Question

A particle is thrown vertically upwards with a speed
of 10 m/s from top of a tower of height
20 m. One second after the projection, wind starts
blowing horizontally and imparts a constant
horizontal acceleration 10 m/s2 (along with gravity)
to the particle. The distance from the foot of the
tower, where the particle strikes the ground is
(g = 10 m/s2)​

Answer 1

Answer:

25 m

Explanation:

Time taken will remain same for both the motion(horizontal and vertical).

 For vertical motion: it is thrown upwards with the velocity of 10 m/s.
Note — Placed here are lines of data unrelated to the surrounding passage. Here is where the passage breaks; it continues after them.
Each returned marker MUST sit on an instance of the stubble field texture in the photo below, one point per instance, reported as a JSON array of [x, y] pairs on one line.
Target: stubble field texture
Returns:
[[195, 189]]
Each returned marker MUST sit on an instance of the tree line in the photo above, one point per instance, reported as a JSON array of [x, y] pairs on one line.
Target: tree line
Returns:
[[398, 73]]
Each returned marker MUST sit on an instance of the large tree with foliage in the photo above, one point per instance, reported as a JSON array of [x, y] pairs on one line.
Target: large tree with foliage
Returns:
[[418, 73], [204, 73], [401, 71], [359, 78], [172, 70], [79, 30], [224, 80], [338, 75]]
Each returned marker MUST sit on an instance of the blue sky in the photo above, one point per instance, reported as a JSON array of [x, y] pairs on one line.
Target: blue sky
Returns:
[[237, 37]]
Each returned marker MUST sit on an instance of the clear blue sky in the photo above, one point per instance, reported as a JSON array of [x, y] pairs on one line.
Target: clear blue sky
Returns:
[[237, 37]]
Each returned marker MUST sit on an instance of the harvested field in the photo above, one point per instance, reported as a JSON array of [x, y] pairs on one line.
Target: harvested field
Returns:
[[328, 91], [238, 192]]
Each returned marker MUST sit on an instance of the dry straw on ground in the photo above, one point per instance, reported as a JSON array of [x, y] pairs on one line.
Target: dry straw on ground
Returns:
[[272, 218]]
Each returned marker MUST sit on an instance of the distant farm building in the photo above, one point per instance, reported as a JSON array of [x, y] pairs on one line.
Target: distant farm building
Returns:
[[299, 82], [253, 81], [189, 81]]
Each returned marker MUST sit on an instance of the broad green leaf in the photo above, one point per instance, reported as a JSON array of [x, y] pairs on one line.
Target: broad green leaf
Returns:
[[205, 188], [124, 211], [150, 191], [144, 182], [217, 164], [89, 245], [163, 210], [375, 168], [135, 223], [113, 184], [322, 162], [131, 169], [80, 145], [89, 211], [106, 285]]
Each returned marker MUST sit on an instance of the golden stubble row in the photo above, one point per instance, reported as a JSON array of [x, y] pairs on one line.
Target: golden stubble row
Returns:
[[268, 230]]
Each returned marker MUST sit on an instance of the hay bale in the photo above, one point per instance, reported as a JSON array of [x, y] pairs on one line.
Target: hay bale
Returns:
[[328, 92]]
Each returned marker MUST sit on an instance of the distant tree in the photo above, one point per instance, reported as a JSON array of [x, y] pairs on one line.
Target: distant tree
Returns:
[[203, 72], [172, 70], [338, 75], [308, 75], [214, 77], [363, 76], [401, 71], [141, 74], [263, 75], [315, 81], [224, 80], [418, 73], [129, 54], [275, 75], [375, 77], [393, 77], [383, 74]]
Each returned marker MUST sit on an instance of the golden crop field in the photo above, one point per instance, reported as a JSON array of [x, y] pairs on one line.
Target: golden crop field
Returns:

At the highest point, velocity is 0

⇒ v = u + at     ⇒ 0 = 10 + (-10)t

⇒ t = 1 sec,    S = 5 cm  

t = 1 is that point from which the horizontal acceleration starts.

  From the highest point: where horizontal acceleration started: horizontal velocity is 0.

⇒ S = ut + 1/2 at²

⇒ 20 + 5 = (0)t + 1/2 (10)t²

⇒ 25 = 5t²

⇒ √5 = t

   

  In horizontal direction(from the highest point):

⇒ S = ut + 1/2 at²

⇒ S = (0)t + 1/2 (10)(√5)²

⇒ S = 25 m